Defense attorneys say doctors at psychiatric center can’t be trusted
By Brett Barrouquere
Associated Press
Kentucky’s longest-serving death row inmate is claiming he has a mental disability, but refusing to be tested at the state’s prison psychiatric ward.
Karu Gene White, 54, has declined to cooperate with two scheduled mental exams and his attorneys have advised him to say no to a third examination.
Attorneys Kevin McNally and Margaret O’Donnell want White examined by a private psychiatrist with the state picking up the tab. They said White should not be examined by doctors at the Kentucky Correctional Psychiatric Center because the examiners work for the state and can’t be trusted.
The fight over which doctors can conduct a mental exam and if the state should pay for a private doctor has been lingering since White first raised it in 1984 — five years after the triple slaying that landed him on death row at the Kentucky State Penitentiary in Eddyville.
With the issue about to enter its third decade, state prosecutors are pushing for a judge to send him for a mental exam at the state facility or bring the claim to an end.
“If he again refuses to cooperate, we have asked that the court rule that White has waived his right to an evaluation,” said Daniel Kemp, a spokesman for the Kentucky Attorney General’s office.

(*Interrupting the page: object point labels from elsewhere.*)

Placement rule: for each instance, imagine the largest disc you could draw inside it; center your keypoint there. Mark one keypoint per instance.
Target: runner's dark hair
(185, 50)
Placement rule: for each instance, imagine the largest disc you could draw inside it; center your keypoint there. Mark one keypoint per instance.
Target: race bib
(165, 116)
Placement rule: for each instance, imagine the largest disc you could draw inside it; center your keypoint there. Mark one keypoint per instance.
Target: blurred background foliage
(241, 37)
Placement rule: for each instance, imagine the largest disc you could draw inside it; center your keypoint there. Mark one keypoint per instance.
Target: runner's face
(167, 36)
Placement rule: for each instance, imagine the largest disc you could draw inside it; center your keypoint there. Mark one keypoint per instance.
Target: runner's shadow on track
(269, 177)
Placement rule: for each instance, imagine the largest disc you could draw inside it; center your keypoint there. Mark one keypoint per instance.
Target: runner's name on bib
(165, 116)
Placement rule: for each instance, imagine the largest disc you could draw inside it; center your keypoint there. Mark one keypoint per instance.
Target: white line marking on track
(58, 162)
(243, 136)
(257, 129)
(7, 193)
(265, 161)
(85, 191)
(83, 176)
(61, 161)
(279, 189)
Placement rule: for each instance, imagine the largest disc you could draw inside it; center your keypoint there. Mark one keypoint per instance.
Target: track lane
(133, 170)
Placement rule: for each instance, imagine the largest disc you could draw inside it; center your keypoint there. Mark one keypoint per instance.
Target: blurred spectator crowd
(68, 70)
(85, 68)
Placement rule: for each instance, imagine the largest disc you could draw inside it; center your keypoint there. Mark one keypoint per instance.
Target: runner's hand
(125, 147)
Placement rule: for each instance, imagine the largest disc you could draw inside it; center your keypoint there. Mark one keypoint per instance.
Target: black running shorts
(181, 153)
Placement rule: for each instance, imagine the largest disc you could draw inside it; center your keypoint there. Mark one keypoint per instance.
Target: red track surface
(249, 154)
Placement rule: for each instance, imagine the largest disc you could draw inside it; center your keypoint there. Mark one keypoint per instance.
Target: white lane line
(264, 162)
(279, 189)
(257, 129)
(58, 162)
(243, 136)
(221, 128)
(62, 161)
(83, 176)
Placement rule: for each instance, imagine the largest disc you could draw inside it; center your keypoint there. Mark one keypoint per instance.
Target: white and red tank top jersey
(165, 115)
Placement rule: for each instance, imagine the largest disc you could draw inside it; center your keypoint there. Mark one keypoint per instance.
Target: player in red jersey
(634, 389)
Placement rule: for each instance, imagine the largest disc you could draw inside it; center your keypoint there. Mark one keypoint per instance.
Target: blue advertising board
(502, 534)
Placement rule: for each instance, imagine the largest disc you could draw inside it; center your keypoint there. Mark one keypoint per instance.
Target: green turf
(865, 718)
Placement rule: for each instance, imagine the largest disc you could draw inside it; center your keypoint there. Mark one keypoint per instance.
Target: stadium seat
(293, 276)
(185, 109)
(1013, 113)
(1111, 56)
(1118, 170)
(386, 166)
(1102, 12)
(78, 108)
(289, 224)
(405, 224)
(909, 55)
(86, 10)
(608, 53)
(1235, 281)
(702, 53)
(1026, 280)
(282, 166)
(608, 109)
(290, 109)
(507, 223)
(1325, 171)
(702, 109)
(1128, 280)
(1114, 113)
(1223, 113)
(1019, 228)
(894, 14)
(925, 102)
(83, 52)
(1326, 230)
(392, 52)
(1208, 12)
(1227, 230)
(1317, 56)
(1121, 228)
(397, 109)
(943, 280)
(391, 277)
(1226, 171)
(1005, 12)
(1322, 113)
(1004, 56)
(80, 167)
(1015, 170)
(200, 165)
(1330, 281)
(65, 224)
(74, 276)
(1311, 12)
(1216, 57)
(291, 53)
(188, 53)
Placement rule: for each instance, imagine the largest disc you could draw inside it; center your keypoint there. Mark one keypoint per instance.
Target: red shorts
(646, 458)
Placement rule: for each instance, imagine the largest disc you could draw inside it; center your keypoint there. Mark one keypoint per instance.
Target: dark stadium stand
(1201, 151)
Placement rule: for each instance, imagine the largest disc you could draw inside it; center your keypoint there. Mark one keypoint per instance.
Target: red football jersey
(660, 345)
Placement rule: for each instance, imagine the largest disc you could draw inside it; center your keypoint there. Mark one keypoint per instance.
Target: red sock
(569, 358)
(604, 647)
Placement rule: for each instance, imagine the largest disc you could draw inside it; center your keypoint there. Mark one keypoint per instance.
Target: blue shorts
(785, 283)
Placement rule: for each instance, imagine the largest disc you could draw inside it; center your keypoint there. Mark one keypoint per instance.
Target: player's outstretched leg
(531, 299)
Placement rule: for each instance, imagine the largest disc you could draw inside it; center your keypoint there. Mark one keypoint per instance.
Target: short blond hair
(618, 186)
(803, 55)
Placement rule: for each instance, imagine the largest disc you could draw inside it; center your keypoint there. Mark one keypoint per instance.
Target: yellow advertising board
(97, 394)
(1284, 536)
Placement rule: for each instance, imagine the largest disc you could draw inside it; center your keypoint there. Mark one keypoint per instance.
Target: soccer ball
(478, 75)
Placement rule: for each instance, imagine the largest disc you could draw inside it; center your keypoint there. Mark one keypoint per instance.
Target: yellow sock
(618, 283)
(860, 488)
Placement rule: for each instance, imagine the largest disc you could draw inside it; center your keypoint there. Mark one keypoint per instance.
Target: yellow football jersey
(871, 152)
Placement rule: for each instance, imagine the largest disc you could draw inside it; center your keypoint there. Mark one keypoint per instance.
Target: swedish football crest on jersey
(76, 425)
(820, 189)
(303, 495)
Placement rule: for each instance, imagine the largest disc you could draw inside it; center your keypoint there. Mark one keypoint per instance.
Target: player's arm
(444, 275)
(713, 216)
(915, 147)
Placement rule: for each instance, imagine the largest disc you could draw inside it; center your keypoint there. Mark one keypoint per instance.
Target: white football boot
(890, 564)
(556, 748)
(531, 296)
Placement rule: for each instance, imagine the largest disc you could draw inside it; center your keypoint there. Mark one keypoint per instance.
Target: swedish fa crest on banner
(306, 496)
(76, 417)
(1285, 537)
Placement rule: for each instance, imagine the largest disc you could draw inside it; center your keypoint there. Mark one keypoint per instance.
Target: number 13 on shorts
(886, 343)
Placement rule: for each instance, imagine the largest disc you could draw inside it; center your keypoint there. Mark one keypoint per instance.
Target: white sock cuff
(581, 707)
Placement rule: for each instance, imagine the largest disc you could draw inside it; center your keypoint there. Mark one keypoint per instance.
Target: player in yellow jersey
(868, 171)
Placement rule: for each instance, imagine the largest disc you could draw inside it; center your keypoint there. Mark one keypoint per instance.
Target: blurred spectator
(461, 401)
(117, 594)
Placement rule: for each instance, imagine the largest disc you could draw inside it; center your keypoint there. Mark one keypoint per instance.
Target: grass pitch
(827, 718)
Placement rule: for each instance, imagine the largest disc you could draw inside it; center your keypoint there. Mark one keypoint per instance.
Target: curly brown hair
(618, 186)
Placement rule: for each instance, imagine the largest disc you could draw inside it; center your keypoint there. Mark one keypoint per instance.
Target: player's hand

McNally and O’Donnell, who made their claims in motions in federal and state courts, did not return messages seeking comment.
White killed 75-year-old Charles Gross, his wife, 74-year-old Lula Gross, and 79-year-old Sam Chaney during a February 1979 store robbery in Haddix, an Appalachian mountain community of about 2,270 people in Breathitt County.
The U.S. Supreme Court ruled in 2002 that people with mental disabilities were ineligible for execution. Generally, that is considered to be anyone with an IQ of 70 or lower. White cited the decision shortly after the high court rendered it, prompting a federal appeal to be delayed while White sought funding for tests in state court.
In July, Special Judge John David Caudill in Powell County rejected White’s most recent bid for funding for an examination by a private doctor.
“It would be a significant savings of money if Mr. White submits to an evaluation of KCPC and the defendant’s claims of the necessity of an independent evaluation could be revisited should KCPC find that the defendant was not mentally retarded,” Caudill wrote.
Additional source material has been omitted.